Изменить стиль страницы

3. Симона

Я прижимаюсь лицом к окну, наблюдая, как мужчина убегает в Линкольн-парк. Он двигается быстро для кого-то такого массивного.

Затем я откидываюсь на спинку сиденья, чувствуя, что вся машина вращается вокруг.

Что, черт возьми, только что произошло?

Я не могу поверить, что поцеловала его.

Это был мой самый первый поцелуй.

Я ходила в школу-интернат для девочек. И хотя это не помешало никому из моих одноклассниц найти романтических партнеров — мужчин или женщин, — я никогда не встречала никого, кто бы мне нравился настолько, чтобы встречаться. У меня никогда не было ни времени, ни интереса.

В своих самых смелых фантазиях я никогда бы не подумала, что мой первый поцелуй будет с преступником. Похитителем. Угонщиком. И кто знает кем еще!

Я даже не знаю его имени. Я не спрашивала его, потому что не думала, что он мне расскажет. Я не хотела, чтобы он лгал.

Мое сердце бьется о ребра. Платье слишком тесно облегает грудь, и я продолжаю дышать все быстрее и быстрее.

Эти десять минут, проведенных вместе в машине, показались мне часами. И все же я с трудом могу поверить, что это вообще произошло. Никто бы не поверил в это, если бы я им сказала.

Я никому не могу рассказать об этом. Во-первых, мой отец был бы в ярости. Кроме того, как бы глупо это ни звучало, я не хочу, чтобы у этого человека были неприятности. Он украл машину, да, но он не причинил мне вреда. Он даже не взял с собой Benz.

На самом деле... он был настоящим джентльменом. Не в манерах — он был груб и резок, особенно поначалу. От его голоса у меня по спине пробежали мурашки. Он был глубоким и хриплым, определенно голос злодея.

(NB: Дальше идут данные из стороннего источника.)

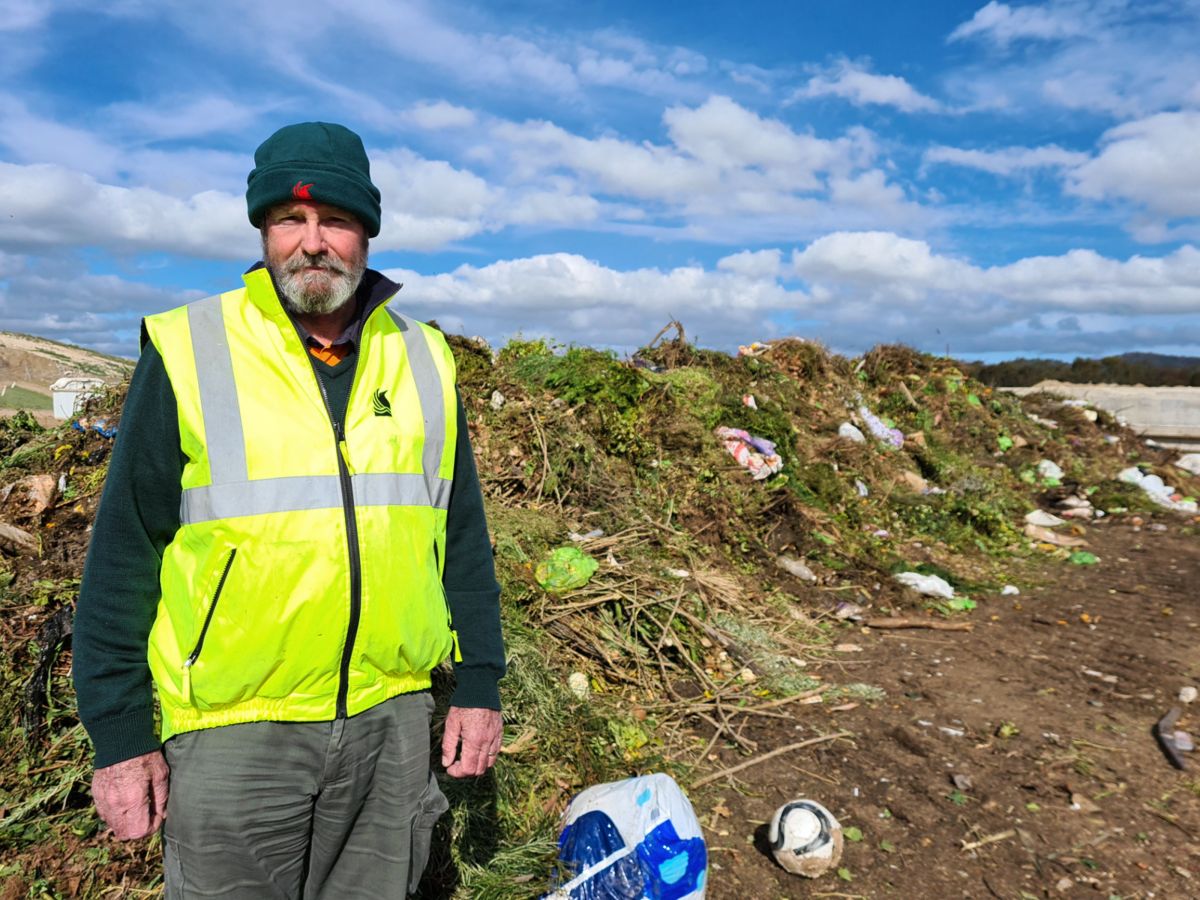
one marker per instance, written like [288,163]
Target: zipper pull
[187,681]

Он также не был похож на джентльмена. Он был огромен — высокий, и широкоплечий, едва помещался в машине. Его руки казались такими большими, что по размеру совпадали с моим телом. У него были чернильно-черные волосы, жесткая щетина по всему лицу, черные волоски на руках и даже на тыльной стороне ладоней. И глаза его были свирепы. Каждый раз, когда он смотрел на меня в зеркало, я чувствовала себя пригвожденной к сиденью.

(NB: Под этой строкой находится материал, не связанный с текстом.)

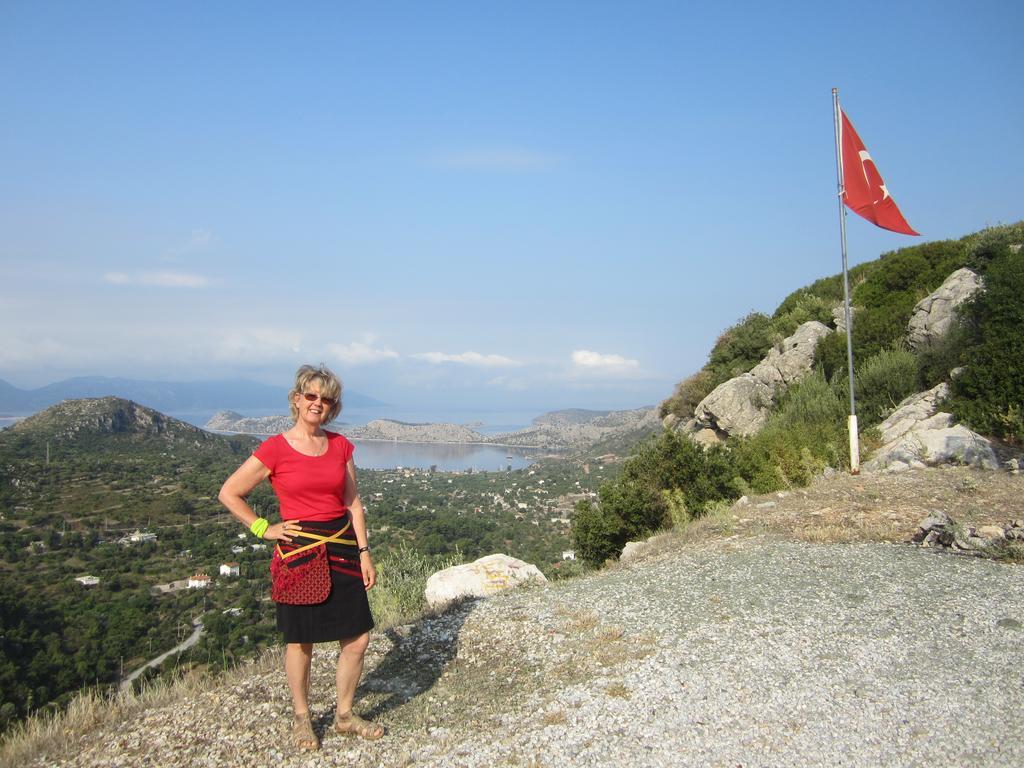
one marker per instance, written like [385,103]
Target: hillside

И все же я поверила ему, когда он сказал, что не собирается причинять мне боль. На самом деле, я верила всему, что он говорил. То, как он говорил, было настолько прямолинейным, что казалось, он должен был быть честным.

Я прижимаю ладони к щекам, чтобы охладить их. Я чувствую себя взволнованной и разгоряченной. Мои руки тоже горячие — они не помогают.

Я не могу перестать думать о его глазах, смотрящих на меня в ответ, об этом грубом голосе и об этих безумно широких плечах. Его огромные руки, сжимающие руль...

Я никогда не видела такого человека. Ни в одной стране, которую я посещала.

Я чувствую, как мой телефон вибрирует в маленьком клатче, и вытаскиваю его. Вижу десяток пропущенных звонков и еще больше сообщений.

Я отвечаю на звонок и говорю:

— Папа?

— Симона! — кричит мой отец, его голос хрипит от облегчения. — Ты в порядке? Где ты? Что происходит?

— Я в порядке, папа! Все хорошо. Я в Историческом музее, на углу Линкольн-парка.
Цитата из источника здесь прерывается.